3. Further, having regard to the terms of the karar, Ex. D-4, it is open to doubt whether the puramkadam transaction is only voidable or is totally invalid. It is not a case where the karnavan exceeds his authority and enters into an arrangement on behalf of the tarwad without necessity. It is a case where he has no authority at all, having been dethroned from the karnavasthanam owing to reasons with which we are not concerned and having relinquished the place in favour of another, namely, the fifth defendant; and the agreement is that no debts shall be borrowed so as to bind the tarwad unless all the adult members agree and join in the execution of the necessary documents or deeds.

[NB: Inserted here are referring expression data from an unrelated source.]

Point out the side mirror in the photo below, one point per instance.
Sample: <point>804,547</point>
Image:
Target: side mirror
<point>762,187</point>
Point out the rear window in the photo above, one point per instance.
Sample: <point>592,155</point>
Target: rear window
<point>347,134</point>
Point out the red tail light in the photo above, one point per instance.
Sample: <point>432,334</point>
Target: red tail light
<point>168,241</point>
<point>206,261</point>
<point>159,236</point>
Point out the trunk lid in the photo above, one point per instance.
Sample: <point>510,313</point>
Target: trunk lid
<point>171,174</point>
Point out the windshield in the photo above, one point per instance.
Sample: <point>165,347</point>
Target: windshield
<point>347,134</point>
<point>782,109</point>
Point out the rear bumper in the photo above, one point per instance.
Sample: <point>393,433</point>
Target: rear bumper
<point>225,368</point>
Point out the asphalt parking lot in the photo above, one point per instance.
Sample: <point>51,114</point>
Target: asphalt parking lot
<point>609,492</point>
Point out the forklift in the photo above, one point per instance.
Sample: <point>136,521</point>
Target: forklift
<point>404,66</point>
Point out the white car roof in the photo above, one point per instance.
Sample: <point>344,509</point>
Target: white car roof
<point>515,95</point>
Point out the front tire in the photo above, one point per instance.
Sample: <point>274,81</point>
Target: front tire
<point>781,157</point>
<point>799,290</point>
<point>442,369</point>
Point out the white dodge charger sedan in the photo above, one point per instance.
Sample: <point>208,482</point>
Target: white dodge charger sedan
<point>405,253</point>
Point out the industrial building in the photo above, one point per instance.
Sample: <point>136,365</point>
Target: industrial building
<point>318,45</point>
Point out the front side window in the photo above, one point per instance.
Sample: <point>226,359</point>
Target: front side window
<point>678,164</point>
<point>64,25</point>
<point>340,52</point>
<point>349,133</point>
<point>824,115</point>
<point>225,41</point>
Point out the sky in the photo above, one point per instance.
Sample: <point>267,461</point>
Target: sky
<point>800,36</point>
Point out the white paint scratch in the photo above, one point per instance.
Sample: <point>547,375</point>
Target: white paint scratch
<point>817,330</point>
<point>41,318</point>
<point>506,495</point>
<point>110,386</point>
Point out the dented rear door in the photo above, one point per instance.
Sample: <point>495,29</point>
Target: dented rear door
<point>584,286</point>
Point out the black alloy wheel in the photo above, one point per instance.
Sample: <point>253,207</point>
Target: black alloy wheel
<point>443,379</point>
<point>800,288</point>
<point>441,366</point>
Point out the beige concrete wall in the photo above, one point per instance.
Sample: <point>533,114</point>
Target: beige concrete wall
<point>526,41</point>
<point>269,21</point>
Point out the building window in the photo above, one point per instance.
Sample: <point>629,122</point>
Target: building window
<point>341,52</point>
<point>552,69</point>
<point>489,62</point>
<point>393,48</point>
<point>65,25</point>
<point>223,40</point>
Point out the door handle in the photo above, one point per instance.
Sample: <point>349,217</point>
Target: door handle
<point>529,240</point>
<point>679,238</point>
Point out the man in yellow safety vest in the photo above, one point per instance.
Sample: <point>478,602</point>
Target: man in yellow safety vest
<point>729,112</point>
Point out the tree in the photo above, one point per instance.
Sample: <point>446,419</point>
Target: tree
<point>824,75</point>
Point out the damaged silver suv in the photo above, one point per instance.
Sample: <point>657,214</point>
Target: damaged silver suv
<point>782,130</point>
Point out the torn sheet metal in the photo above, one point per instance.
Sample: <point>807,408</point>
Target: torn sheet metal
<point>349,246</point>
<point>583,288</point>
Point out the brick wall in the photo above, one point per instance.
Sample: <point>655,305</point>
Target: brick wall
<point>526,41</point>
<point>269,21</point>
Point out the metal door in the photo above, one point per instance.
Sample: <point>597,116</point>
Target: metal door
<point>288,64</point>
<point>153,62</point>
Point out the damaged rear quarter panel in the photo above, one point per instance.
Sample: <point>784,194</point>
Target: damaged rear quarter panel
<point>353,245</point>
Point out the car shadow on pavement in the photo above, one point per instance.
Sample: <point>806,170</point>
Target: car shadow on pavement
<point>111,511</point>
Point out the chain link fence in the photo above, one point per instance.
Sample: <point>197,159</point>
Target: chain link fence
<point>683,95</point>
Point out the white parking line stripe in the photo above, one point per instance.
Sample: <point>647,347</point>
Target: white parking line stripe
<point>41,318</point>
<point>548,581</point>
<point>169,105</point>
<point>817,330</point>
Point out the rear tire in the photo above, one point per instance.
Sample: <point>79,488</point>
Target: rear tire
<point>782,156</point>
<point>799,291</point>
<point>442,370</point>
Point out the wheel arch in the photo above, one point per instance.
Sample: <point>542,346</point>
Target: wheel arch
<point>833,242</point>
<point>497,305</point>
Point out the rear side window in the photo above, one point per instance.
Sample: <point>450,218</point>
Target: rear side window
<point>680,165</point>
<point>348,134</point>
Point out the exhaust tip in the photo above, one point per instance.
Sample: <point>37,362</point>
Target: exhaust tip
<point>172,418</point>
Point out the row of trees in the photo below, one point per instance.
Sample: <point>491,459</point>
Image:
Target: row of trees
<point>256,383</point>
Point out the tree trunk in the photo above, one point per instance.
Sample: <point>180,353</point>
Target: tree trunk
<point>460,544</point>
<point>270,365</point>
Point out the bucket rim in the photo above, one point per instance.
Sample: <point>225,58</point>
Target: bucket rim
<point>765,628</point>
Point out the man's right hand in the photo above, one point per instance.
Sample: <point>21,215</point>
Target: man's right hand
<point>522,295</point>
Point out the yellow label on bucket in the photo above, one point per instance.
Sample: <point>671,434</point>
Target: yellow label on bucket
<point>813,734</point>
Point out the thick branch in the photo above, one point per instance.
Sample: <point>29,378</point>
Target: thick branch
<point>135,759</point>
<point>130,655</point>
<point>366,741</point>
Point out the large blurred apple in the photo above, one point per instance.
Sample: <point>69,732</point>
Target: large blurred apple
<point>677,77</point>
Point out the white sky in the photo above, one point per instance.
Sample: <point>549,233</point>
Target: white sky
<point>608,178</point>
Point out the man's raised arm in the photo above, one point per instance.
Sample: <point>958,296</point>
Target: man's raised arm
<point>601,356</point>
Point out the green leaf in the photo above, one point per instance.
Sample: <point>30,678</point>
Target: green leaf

If a person has notice of this karar and enter into an arrangement with one only of the members of the tarwad--in this case it was Dimodaran Nambudiri who g?ve up the karnavanship altogether--he cannot be heard to say that it was a transaction which was valid until set aside. He entered into the arrangement with a person, who, he knew, had no authority whatever to take a puramkadam loan.

4. I agree with the lower Courts in holding that the puramkadam advance under Ex. D-1 is not binding on the tarwad of the fifth defendant and on the plaintiff, who claims as melcharthdar from the fifth defendant and dismiss this second appeal with costs. No leave.